Bu hayattaki en zor iş nedir biliyor musunuz? Bence söz söyleme sanatı diyebileceğimiz ve kısaca halk dilinde konuşmaktır en zor olanı. Neden mi? Çünkü anlatması zor olduğu kadar,anlaşılması anlatmasından kat be kat daha zordur. Zira konuşmak kalitesi bize bağlı olan bir hal iken,anlaşılması bizle değil, karşımızdaki ile alakalı bir durumdur. Mesela siz alim, filozof, düşünür, fikir adamı dahi olsanız konuştuğunuz asla böyle bir etki yarattı yada bıraktı denilemez ve beklenemez. Çünkü anlaşılmak sizin bilginize bağlı değil,karşınızdakinin sizi ne kadar anladığına bağlı olarak değişir.

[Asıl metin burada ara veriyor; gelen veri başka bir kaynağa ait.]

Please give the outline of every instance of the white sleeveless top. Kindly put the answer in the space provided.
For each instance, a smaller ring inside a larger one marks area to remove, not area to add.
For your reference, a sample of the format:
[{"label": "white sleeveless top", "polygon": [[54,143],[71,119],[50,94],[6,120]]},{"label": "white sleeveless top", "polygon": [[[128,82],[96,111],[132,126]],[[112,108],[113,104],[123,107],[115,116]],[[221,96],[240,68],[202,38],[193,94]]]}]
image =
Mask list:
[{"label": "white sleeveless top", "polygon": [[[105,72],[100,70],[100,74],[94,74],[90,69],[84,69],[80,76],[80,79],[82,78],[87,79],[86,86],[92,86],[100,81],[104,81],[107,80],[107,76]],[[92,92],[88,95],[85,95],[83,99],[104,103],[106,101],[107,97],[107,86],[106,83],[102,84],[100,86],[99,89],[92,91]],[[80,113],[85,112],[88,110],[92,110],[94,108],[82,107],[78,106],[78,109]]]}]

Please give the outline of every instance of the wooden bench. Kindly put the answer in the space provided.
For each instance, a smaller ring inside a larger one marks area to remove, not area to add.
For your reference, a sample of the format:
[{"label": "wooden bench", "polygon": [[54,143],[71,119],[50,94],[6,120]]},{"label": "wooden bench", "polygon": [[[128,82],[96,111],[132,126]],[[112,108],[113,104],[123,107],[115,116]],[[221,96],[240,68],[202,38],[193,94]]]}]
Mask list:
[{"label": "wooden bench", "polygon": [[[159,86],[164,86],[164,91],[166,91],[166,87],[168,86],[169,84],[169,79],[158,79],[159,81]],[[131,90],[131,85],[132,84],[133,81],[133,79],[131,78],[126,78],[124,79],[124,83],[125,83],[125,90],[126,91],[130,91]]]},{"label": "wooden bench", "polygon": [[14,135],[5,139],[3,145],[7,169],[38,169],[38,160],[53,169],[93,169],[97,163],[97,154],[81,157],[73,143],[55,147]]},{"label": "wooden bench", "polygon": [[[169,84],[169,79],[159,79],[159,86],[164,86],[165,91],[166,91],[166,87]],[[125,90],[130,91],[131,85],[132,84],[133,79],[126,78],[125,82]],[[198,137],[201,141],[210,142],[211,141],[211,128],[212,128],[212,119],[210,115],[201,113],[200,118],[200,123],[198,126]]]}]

Onun için anlatmak kendince zor olsa da asıl bundan daha da zor olanı anlaşılmaktır. Ayrıca siz çok olumlu bir hava ve dostluk zemini yaratmak üzere yaptığınız bir konuşma karşınızdaki sizi tam anlamadığı yada ön yargı ile yaklaştığı için sizin varmak istediğinizden yerden çok daha farklı bir yere çekebilir. Yani karşınızdaki güya kendince Sizi anladığını senin yada tam olarak anladığını da iddia da edebilir. Bu durumda sizi anlamış diyebiliriz ancak bir farkla sizin varmak istediğiniz konum itibari ile değilde onun tam aksine bir yönde. Bu durumda sizi anlayan kişi de yanlış anlamış olabilir. Onun için sözü söylemeden önce varacağı yeri de çok iyi hesap ederek söylemeliyiz.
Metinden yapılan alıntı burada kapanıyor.